We first see her picked out of the darkness, as Verdi's ethereal prelude hazily reflects on her destiny with its premonition of music from the final act. This is the private Violetta – lonely, and alone. But then the lights come up, the party crowd gathers, and she's "on". There is a discernible switch: suddenly Netrebko is vivaciously spinning from one guest to the next, all things to everyone. And then Alfredo arrives in the alluring form of Jonas Kaufmann – and it is clear that this isn't about to be a one-woman show.
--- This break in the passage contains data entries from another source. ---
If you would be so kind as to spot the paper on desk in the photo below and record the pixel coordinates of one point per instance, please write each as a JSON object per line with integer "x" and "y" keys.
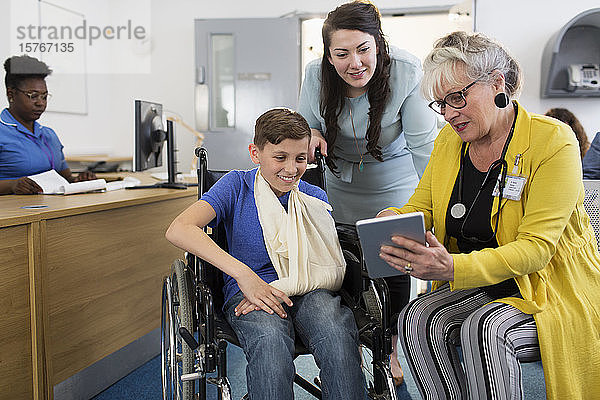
{"x": 52, "y": 182}
{"x": 128, "y": 181}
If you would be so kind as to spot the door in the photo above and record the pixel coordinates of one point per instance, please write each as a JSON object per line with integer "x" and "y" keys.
{"x": 243, "y": 68}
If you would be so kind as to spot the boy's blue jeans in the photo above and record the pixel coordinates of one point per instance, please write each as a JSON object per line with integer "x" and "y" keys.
{"x": 325, "y": 327}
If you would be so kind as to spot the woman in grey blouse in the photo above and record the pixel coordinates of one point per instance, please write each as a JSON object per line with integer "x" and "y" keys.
{"x": 362, "y": 101}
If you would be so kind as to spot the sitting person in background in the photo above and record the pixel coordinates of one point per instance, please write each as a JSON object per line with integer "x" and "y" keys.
{"x": 283, "y": 266}
{"x": 514, "y": 256}
{"x": 26, "y": 147}
{"x": 566, "y": 116}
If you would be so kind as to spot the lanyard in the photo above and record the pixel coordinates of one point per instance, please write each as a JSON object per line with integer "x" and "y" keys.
{"x": 47, "y": 150}
{"x": 459, "y": 210}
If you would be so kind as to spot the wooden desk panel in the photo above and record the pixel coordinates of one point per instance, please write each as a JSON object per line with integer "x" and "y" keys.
{"x": 16, "y": 368}
{"x": 79, "y": 280}
{"x": 103, "y": 279}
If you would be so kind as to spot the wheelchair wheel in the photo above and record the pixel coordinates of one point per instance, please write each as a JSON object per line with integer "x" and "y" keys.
{"x": 177, "y": 311}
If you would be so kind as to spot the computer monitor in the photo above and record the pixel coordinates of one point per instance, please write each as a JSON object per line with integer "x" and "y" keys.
{"x": 149, "y": 138}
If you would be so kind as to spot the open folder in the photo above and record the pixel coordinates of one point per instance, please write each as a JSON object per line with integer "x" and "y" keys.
{"x": 52, "y": 182}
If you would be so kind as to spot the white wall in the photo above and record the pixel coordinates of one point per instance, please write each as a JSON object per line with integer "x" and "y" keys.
{"x": 524, "y": 27}
{"x": 108, "y": 126}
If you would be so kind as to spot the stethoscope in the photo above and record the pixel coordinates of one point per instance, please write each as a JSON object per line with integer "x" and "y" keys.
{"x": 47, "y": 151}
{"x": 459, "y": 210}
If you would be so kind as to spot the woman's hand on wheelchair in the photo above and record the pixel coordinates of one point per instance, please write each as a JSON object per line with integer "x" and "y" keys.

In this crucial opening party scene, both these exceptional artists boldly put aside operatic pretence and play their electric first encounter for real. Naturalism is a dangerous game in the cumbersomely high-flown world of opera – but then, so is the nature of their liaison.

So how do they do it? By freezing the moment where their eyes first meet and romancing each other in phrasing that is at once fresh and intimately inflected. Both make seductive, elegant turns in the drinking song; neither sings it as you expect it to be sung – or usually hear it sung. Kaufmann's singing is so relaxed, it's almost horizontal.

But then Violetta is alone again and Netrebko is in business. I don't think I've ever seen the thought processes of this demanding scene, "Ah, fors'e lui", so clearly, so grippingly, conveyed. This is "the method" applied to singing. Where most Violettas are busy contemplating the next tricky roulade, Netrebko is lost in the intoxication of the moment. First, she's using the coloratura flippantly, blithely disbelieving that he might be "the one". Then, like an echo of his palpitating heartbeat, she recalls the music of Alfredo's confession of love, finding breathless in-the-moment shadings for words like "mysterious" and "exalted". On then to the delirious cabaletta – "Sempre libera" – dismissing the notion that she must be forever free by convincing us that she doesn't for a moment believe it. And that, predictably, brings the house down.

Of course, none of this is possible if you don't have the technique to pull it off. Netrebko's strength is not just in the mobility of her voice and the razzle-dazzle of her upper register's big-money notes – no, it's the fullness and beauty of the middle voice that singles her out and makes key moments like the emotional outburst in Act II – "Amami, Alfredo" ("Love me, Alfredo") – properly overwhelming. For once, fullness of heart is truly matched in fullness of sound.

But that moment only works because of what comes before it – and the third member of the "dream team" first cast for this revival is Dmitri Hvorostovsky. His physical reserve on stage is harnessed to good effect here, as the father who cannot see beyond Violetta's reputation to the woman his son truly loves. The role centres on the nobility of sustained legato singing, which is Hvorostovsky's speciality.

In the pit is a true Italian, Maurizio Benini, who fully understands the rhythmic impulse that drives this score. But the evening belongs to Netrebko – and if you didn't know the ending of the opera you might believe in miracles, as the pain ceases and she momentarily rises from her deathbed to rejoice in the knowledge that love conquers all. Especially the Covent Garden audience.